I can't speak for Hawkes' other books (yet), but I can certainly understand his pomo chops now. "Adventures in the Alaskan Skin Trade" is partly a wild adventure story, but it is mainly a love-letter to language, in particular the telling of stories.
The book's characters often break into long, detailed, fascinating monologues about their adventures...but they don't do this to impart information or to soothe others...they do it to BLUDGEON their listeners. In this book, stories are weapons; they help to maintain the status quo. When two new characters meet each other for the first time, they attack each other with stories, and the loser is permanently scarred.
What's amazing about Hawkes is his ability to get this across in a subtle, ambiguous way, and to combine it with stories that are more gripping and unusual than you'd find in the best "boy's adventure" book. For that reason, "Adventures in the Alaskan Skin Trade" could be seen as a lot of different things (and that's also why, the first time I read it, I had no idea what the point was). But now I see it as an evil, uncomfortable, vicious tale about the passive ways that people abuse each other, presented through the metaphor of storytelling.
"Hunting with the Eskimos" by Harry Whitney
It's difficult to read an autobiography written by a man you don't like, and such is this book by Harry Whitney. He wasn't EVIL or anything, he was just a selfish, egocentric, dim-witted rich guy who decided on a whim that he'd like to kill musk ox, and then wrote a book about his year sponging off the Inuit.
His writing style is atrocious. The book is a long string of pseudo-facts that barely rise above the level of a point-form journal: somebody sees a walrus, everybody sets out to kill the walrus, the weather turns bad, they return home with only one walrus. It's all like that except when Whitney sees something beautiful, in which case he'll describe it to us as being "indescribable." Thanks, Harry.
What's more, Whitney spent the entire Arctic winter amongst the Inuit, who were forced to babysit him. What the Inuit got out of this exchange is never stated, though they did seem to like his biscuits.
Even before he got off the boat Whitney had begun to hurt himself. It seems like every week he was suffering some new injury and that some new part of his body was frozen, swollen, or both. He kept wandering off, getting stuck in storms, and coming home again with frozen feet, which the Inuit women would stick between their breasts and rub back to life.

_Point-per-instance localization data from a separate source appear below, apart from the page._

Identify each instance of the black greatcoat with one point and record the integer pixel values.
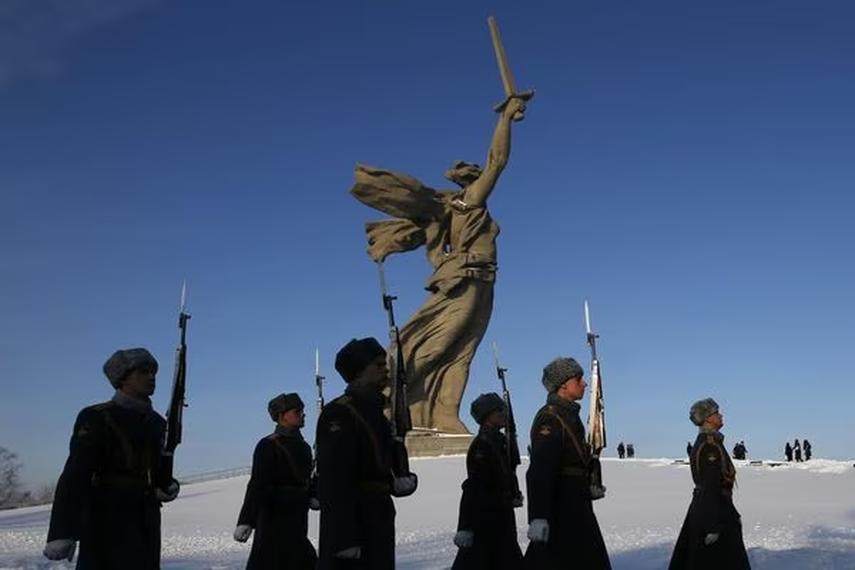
(276, 503)
(486, 507)
(559, 490)
(711, 511)
(354, 454)
(105, 495)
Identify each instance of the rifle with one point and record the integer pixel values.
(512, 444)
(401, 420)
(319, 383)
(596, 414)
(179, 385)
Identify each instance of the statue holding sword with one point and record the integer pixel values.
(440, 339)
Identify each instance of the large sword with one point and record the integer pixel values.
(505, 71)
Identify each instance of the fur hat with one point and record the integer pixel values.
(559, 371)
(484, 405)
(701, 410)
(352, 359)
(282, 403)
(123, 361)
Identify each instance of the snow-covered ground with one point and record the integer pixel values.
(795, 517)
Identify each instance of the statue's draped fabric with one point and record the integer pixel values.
(440, 339)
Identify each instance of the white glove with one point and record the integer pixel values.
(59, 549)
(538, 530)
(464, 538)
(405, 486)
(351, 553)
(242, 532)
(169, 494)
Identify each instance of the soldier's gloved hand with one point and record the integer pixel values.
(242, 532)
(464, 538)
(168, 494)
(351, 553)
(405, 486)
(538, 530)
(59, 549)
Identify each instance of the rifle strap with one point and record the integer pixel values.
(288, 457)
(586, 458)
(372, 437)
(127, 448)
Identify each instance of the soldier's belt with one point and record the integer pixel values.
(728, 493)
(374, 487)
(290, 488)
(123, 482)
(572, 471)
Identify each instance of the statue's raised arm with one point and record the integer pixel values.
(497, 157)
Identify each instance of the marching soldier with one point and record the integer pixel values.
(355, 456)
(110, 492)
(711, 537)
(487, 526)
(563, 528)
(277, 501)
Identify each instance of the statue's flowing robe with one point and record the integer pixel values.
(440, 339)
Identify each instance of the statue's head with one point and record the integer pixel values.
(463, 173)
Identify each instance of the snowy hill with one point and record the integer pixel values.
(795, 517)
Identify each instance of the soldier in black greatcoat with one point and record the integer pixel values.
(355, 454)
(110, 492)
(487, 526)
(563, 529)
(711, 537)
(277, 501)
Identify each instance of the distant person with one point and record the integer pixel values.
(276, 504)
(487, 527)
(109, 494)
(355, 455)
(563, 530)
(711, 535)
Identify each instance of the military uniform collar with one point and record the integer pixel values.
(365, 394)
(124, 401)
(560, 402)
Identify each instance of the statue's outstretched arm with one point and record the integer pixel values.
(497, 158)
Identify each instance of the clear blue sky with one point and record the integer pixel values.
(686, 166)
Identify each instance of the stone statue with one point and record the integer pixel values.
(440, 339)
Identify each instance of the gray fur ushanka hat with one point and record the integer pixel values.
(559, 371)
(282, 403)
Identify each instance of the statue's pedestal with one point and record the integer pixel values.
(429, 443)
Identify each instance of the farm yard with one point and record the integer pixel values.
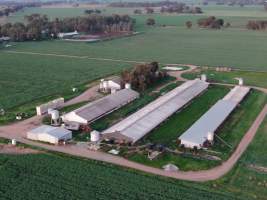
(137, 111)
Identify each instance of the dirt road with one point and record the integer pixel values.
(18, 131)
(205, 175)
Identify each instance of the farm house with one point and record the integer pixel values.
(99, 108)
(137, 125)
(49, 134)
(203, 130)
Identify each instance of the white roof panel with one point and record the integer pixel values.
(143, 121)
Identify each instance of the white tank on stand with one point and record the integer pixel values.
(95, 136)
(210, 136)
(203, 77)
(127, 86)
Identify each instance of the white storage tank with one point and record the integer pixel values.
(95, 136)
(210, 136)
(55, 115)
(203, 77)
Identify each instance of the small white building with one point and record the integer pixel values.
(49, 134)
(109, 85)
(67, 35)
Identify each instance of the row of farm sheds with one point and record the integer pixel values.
(136, 126)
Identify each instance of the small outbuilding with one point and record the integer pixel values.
(49, 134)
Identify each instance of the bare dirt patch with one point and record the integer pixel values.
(10, 149)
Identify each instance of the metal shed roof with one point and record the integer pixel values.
(56, 132)
(143, 121)
(106, 104)
(197, 134)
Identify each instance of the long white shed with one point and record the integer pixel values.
(49, 134)
(203, 129)
(99, 108)
(137, 125)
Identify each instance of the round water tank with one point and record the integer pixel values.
(240, 81)
(127, 86)
(55, 115)
(203, 77)
(210, 136)
(14, 142)
(95, 136)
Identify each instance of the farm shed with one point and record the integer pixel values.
(49, 134)
(97, 109)
(203, 129)
(137, 125)
(67, 35)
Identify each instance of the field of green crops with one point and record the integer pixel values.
(25, 77)
(47, 176)
(50, 176)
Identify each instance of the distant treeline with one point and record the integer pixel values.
(257, 25)
(236, 2)
(39, 27)
(143, 4)
(210, 22)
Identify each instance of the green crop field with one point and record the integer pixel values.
(47, 176)
(30, 76)
(250, 77)
(231, 132)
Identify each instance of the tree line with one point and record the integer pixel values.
(143, 76)
(8, 9)
(257, 25)
(39, 27)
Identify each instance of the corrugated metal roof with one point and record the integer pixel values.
(57, 132)
(197, 134)
(143, 121)
(106, 104)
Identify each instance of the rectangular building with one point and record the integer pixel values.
(101, 107)
(49, 134)
(137, 125)
(203, 129)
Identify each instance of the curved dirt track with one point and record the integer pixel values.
(18, 131)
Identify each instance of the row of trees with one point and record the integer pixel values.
(210, 22)
(257, 25)
(7, 10)
(143, 76)
(143, 4)
(39, 27)
(180, 8)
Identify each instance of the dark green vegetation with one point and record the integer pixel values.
(47, 176)
(250, 77)
(145, 97)
(239, 122)
(173, 43)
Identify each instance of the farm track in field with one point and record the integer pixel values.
(72, 56)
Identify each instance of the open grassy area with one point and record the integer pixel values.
(29, 76)
(250, 77)
(145, 97)
(231, 131)
(168, 132)
(239, 122)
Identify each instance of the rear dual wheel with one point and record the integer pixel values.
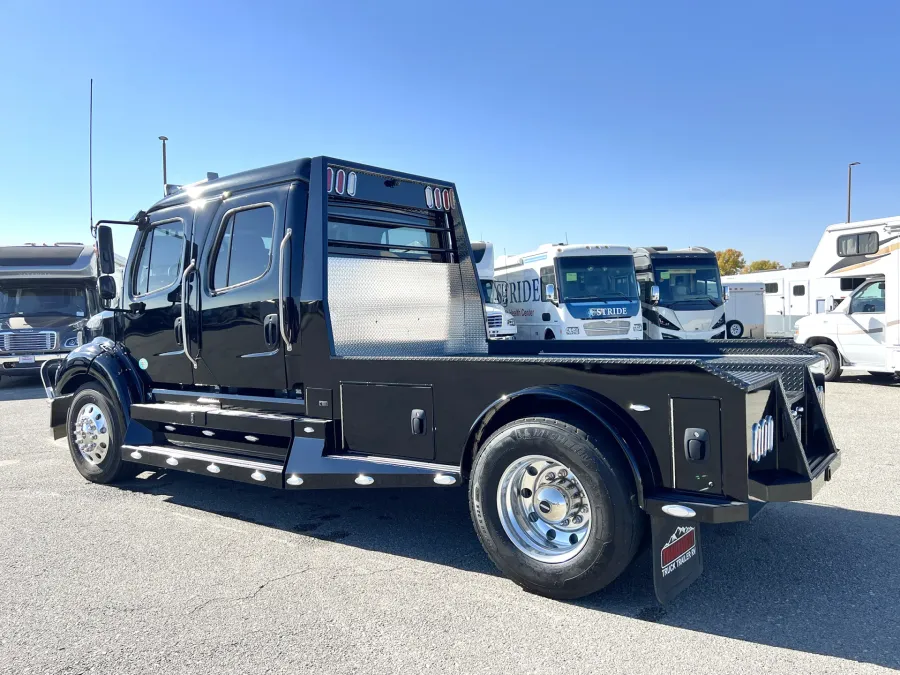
(555, 507)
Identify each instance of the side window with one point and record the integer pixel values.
(864, 243)
(548, 276)
(244, 248)
(159, 262)
(869, 299)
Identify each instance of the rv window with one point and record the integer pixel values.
(851, 283)
(864, 243)
(159, 262)
(244, 249)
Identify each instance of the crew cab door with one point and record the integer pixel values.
(240, 341)
(152, 287)
(861, 331)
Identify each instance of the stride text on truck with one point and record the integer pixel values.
(246, 348)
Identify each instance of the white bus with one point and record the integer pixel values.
(572, 292)
(500, 324)
(863, 330)
(681, 292)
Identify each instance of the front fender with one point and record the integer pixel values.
(621, 427)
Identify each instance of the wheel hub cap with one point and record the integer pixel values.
(91, 433)
(544, 509)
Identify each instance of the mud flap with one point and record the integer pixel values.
(677, 557)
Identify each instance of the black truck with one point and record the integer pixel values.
(318, 324)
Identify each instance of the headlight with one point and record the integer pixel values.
(665, 323)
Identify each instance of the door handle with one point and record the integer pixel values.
(270, 330)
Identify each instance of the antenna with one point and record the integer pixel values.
(91, 155)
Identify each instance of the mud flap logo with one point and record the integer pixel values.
(681, 547)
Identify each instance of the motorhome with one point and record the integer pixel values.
(681, 293)
(745, 312)
(572, 292)
(863, 331)
(822, 283)
(500, 323)
(47, 294)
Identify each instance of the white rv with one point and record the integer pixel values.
(863, 331)
(500, 324)
(681, 293)
(817, 286)
(745, 312)
(572, 292)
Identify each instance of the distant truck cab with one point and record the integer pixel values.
(319, 324)
(681, 293)
(47, 294)
(500, 323)
(572, 292)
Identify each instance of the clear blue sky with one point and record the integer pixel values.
(710, 123)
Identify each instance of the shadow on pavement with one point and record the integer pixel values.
(800, 576)
(20, 388)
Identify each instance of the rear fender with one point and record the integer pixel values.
(624, 431)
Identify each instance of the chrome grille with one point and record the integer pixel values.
(603, 328)
(28, 342)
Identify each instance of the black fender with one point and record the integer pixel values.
(619, 425)
(105, 362)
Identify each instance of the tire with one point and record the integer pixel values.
(616, 525)
(832, 367)
(93, 414)
(735, 329)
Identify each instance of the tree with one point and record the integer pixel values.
(731, 261)
(762, 266)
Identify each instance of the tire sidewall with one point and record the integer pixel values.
(607, 538)
(108, 469)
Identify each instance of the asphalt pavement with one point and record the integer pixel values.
(172, 573)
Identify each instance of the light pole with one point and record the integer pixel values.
(165, 182)
(849, 184)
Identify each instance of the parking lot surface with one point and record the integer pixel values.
(173, 573)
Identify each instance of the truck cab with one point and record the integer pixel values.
(681, 293)
(47, 294)
(319, 324)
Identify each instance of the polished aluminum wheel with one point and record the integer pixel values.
(91, 433)
(544, 509)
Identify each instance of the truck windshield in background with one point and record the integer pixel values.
(34, 300)
(688, 285)
(596, 278)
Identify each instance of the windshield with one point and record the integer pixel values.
(593, 278)
(683, 283)
(43, 300)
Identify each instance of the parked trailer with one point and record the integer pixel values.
(745, 312)
(318, 324)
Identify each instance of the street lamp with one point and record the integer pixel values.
(849, 184)
(165, 182)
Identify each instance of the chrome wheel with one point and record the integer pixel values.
(91, 433)
(544, 509)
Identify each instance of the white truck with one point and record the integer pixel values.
(572, 292)
(500, 323)
(817, 286)
(863, 331)
(681, 293)
(745, 312)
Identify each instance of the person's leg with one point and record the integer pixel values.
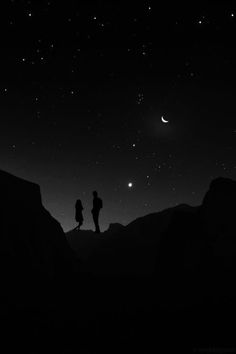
(96, 223)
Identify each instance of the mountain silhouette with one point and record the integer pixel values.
(165, 280)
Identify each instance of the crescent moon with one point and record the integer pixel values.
(164, 120)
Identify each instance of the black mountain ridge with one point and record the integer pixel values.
(173, 270)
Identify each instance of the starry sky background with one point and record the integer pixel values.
(84, 85)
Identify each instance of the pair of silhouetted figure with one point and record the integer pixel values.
(97, 206)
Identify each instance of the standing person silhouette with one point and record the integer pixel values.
(97, 206)
(78, 213)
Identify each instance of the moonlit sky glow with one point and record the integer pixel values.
(84, 85)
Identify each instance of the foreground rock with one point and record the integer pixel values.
(34, 253)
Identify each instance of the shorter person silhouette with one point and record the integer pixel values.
(97, 206)
(78, 213)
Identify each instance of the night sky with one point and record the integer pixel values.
(85, 85)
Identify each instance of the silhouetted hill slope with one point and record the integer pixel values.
(34, 251)
(190, 251)
(130, 249)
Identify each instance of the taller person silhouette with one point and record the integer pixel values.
(97, 206)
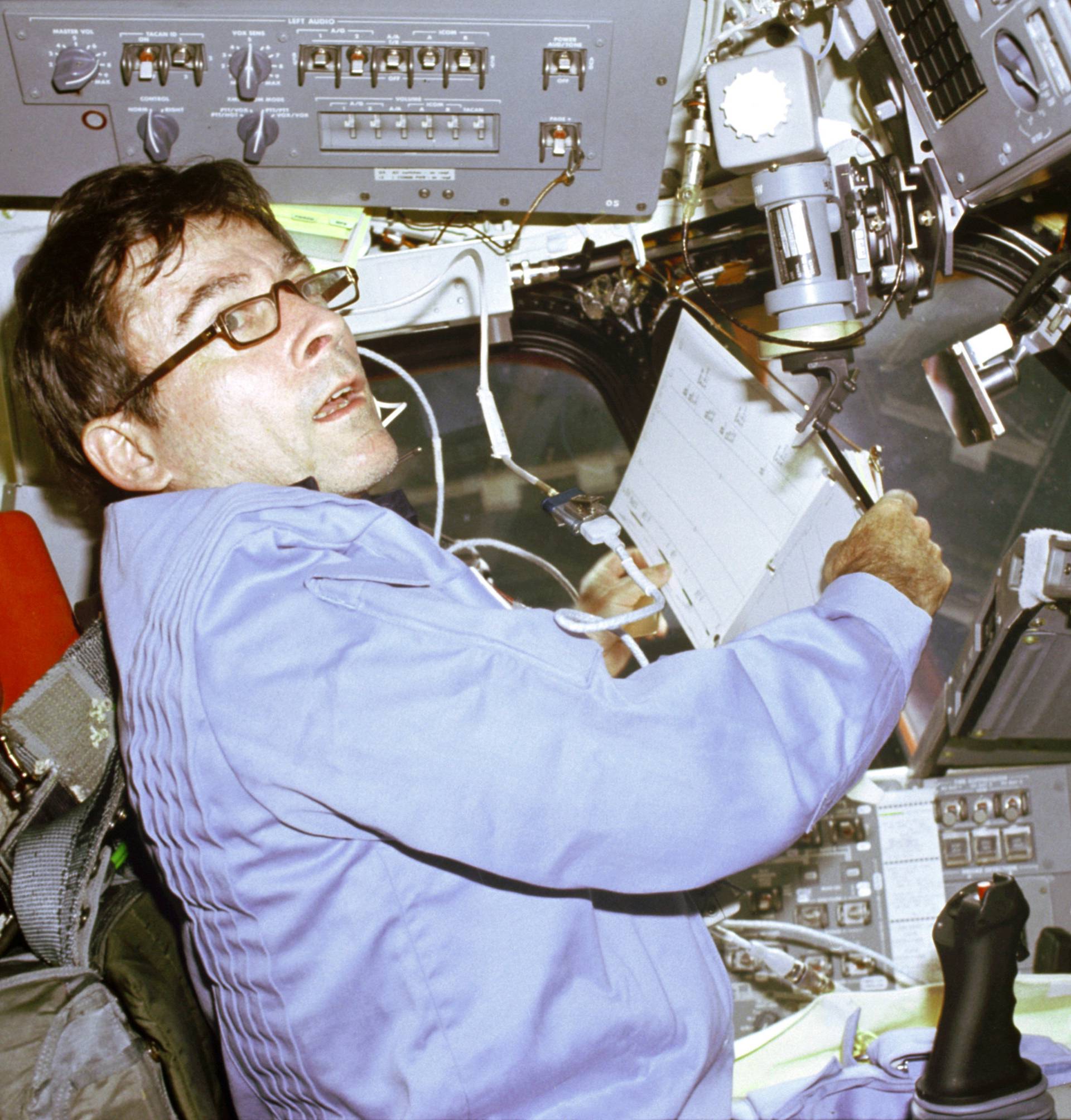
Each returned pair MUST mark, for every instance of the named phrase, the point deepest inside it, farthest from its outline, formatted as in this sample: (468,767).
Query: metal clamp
(25,782)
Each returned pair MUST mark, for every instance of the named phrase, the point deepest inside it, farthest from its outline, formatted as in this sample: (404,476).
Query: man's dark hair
(69,356)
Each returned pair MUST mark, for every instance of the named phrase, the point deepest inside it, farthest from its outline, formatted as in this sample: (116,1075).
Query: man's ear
(123,452)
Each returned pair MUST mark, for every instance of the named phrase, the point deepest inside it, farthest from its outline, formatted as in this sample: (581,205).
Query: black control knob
(249,69)
(75,67)
(257,131)
(975,1064)
(160,131)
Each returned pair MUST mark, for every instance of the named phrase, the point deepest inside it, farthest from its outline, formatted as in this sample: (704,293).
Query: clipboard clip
(836,383)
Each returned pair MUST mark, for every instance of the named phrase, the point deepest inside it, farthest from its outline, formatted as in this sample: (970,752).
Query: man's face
(269,413)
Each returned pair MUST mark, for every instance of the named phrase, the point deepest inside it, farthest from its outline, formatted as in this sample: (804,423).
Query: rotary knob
(160,131)
(249,69)
(755,103)
(75,67)
(257,131)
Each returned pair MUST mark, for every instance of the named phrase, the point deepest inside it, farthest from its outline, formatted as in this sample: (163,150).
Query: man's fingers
(905,496)
(828,572)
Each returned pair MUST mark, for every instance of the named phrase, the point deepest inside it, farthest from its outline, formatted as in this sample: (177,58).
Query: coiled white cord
(433,428)
(580,622)
(789,931)
(490,542)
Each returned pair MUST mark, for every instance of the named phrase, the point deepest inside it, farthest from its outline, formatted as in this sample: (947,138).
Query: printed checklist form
(717,487)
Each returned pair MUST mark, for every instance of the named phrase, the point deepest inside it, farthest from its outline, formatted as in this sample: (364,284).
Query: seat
(36,621)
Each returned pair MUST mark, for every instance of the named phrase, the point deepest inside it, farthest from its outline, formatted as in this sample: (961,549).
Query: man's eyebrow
(206,292)
(293,258)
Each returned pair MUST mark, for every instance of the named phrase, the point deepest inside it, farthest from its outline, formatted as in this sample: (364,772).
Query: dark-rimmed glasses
(255,320)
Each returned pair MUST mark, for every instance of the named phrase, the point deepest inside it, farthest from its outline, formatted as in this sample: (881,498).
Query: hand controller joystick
(975,1069)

Whenever they went hunting, Whitney insisted on getting his trophies. To hell with the fact that the Inuit needed to, like, EAT, Whitney would hold them off so that he could take the first shot, or so that they could find the musk ox with the biggest horns, and meanwhile the Inuit hunting dogs were getting slaughtered and the game was escaping. Whenever he did this the Inuit hunters would become, in Whitney's words, "sulky and disagreeable."
You understand why I didn't like him.
On the positive side, however, he provided many comical accounts of the Inuit "going problokto," which he described as a form of insanity that the "Highland Eskimos" were prone to. Right in the middle of cooking a meal or spearing a walrus, somebody or other would run screaming around the ice floes, tearing off their clothes. This happened more often even that Whitney's frequent injuries, and I suspect that the Inuit did this to amuse Whitney, or more likely to distract him while they stole his biscuits.
The book does manage to shed some light on Inuit culture, but moreso it exposes the strange mindset of the turn-of-the-century "professional sportsman," men who travelled the world in order to kill the biggest animals they could find, usually with the invaluable assistance of "sulky, disagreeable" natives, just so they could nail something to their wall and bludgeon their children with adventure stories.
2 comments:
And people like good old Harry there wonder why people don't like Americans...you are stronger than I for reading that one, I'd have chucked it in the bin.
Though there's something to be said for the "ugly American abroad" thing, I think Harry suffered from the general condition of being a rich, selfish, uneducated guy in 1908.
The only way I managed to finish it was by anticipating his next injury.